Unless you have been living under a rock for the last two decades, you are probably well aware of the campaign of violence that the United States has been conducting both covertly and in plain sight against Iraq. A UN supported offensive during most of the presidency of William Jefferson Clinton included military warplanes dropping bombs on so-called targets of strategic interest (including domestic powdered milk production factories), and engaging in a services and commercial blockade restricting medical supplies. The journalistic record has diligently and quite clearly documented the toll of such policies on the population of Iraq, which according to some ‘conservative’ estimates resulted in the deaths of some five hundred thousand Iraqi children; a fact which has been characterized by former US Secretary State Madeline Albright as being ‘worth it’, given the so-called threat former intelligence asset Iraqi dictator Saddam Hussein presented to the people of the United States. The corporate media sanctioned war, the ‘shock and awe’ campaign, who some argue was named so due to the closely timed similarities to the Chaldean ‘shekinah’ sacrifice ritual, furthered the scale of hyper-violence, claiming an untold number of direct and indirect causalities, most of whom were unfortunately, women and children.

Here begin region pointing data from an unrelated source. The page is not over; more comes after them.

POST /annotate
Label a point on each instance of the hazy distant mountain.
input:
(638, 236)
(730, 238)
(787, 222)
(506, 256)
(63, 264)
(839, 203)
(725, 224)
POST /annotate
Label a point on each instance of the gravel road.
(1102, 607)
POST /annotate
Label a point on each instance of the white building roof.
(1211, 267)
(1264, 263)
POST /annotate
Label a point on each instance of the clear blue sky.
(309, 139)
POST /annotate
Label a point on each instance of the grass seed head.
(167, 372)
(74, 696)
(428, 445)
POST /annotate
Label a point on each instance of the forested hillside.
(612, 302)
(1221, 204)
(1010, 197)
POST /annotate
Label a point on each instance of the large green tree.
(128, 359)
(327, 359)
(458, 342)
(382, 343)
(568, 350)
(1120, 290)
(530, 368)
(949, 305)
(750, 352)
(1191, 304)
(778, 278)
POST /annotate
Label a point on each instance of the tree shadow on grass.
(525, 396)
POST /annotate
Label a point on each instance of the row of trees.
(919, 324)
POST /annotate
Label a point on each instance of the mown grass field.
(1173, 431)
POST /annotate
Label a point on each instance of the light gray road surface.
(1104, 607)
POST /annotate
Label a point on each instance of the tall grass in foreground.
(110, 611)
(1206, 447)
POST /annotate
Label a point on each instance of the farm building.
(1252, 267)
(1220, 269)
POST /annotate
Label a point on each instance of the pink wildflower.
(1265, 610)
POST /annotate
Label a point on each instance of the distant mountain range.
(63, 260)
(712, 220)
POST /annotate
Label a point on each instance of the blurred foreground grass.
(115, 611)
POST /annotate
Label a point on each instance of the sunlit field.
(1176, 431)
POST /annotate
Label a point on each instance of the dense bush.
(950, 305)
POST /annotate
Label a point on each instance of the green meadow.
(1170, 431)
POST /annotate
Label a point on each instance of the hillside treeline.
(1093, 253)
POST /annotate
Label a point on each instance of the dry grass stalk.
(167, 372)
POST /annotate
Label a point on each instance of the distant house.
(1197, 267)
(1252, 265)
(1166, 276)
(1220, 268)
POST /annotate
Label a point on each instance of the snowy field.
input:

Holzer’s stratagem of visual presentation does well in transcending the architectural space framing the exhibition. The impression of the pieces imbues an ephemeral quality, kinetically transposing a multifaceted techno-spatial environment which seemingly attracts and possess the consciousness of the viewers pausing to engage the work. In her own writing, Holzer’s self-awareness to her own condition in the world as a woman, and as a citizen of the United States, extenuates a sensible quality of personal reflection which can be gratifying. The viewer enters the field of the personal, provided their interest in the poetic inflections stirs the human qualities inherent in journals and memoirs. There is a light quality to the movement reflected by the scrolling nature of LED-text pieces that is certainly a core feature of their seductive nature. The technological brutalism resonating from a machine echoing first-hand accounts of torture reminded me of an over sized, eerie, and macabre ATM machine spilling liquid amounts of dark data. The canvases and prints, various declassified documents with a considerable volume of material ‘blacked-out’ by the censor apparatchik, have the look and feel of paintings which I found to have a reductive implication on the otherwise contextually powerful images. Projecting the redacted texts on stretcher bars away from the wall gave a heavy objectness to the pieces that I found to be weighted and difficult.

Holzer’s point of engagement on these issues is, rather unfortunately, framed by their complicity with the media sanctioned narrative on September 11th, on Iraq, and on Afghanistan. It’s the type of work that you would expect to be in a museum, a safe, sterile, comfortable environment where we, the enablers, can conduct some level of guilty, self-flagellation over the crimes which we have allowed our government to get away with. It is a goddamn sad fact that art world, which should be in the activity of the alternative, instead looks like a group of material positivists or empirical reductionisms. It does not or will not be perceived as a real threat to challenging real problems; the hegemony of corporate and state power which is the very rubric of violence in the world today.

This work is rubber stamped with institutionally approved soft-radicalism. The cathartic trigger that needs to occur, that should be occurring, is not apparent here.

Chad Scoville is an engineer based in New York, NY. — posted on nettime.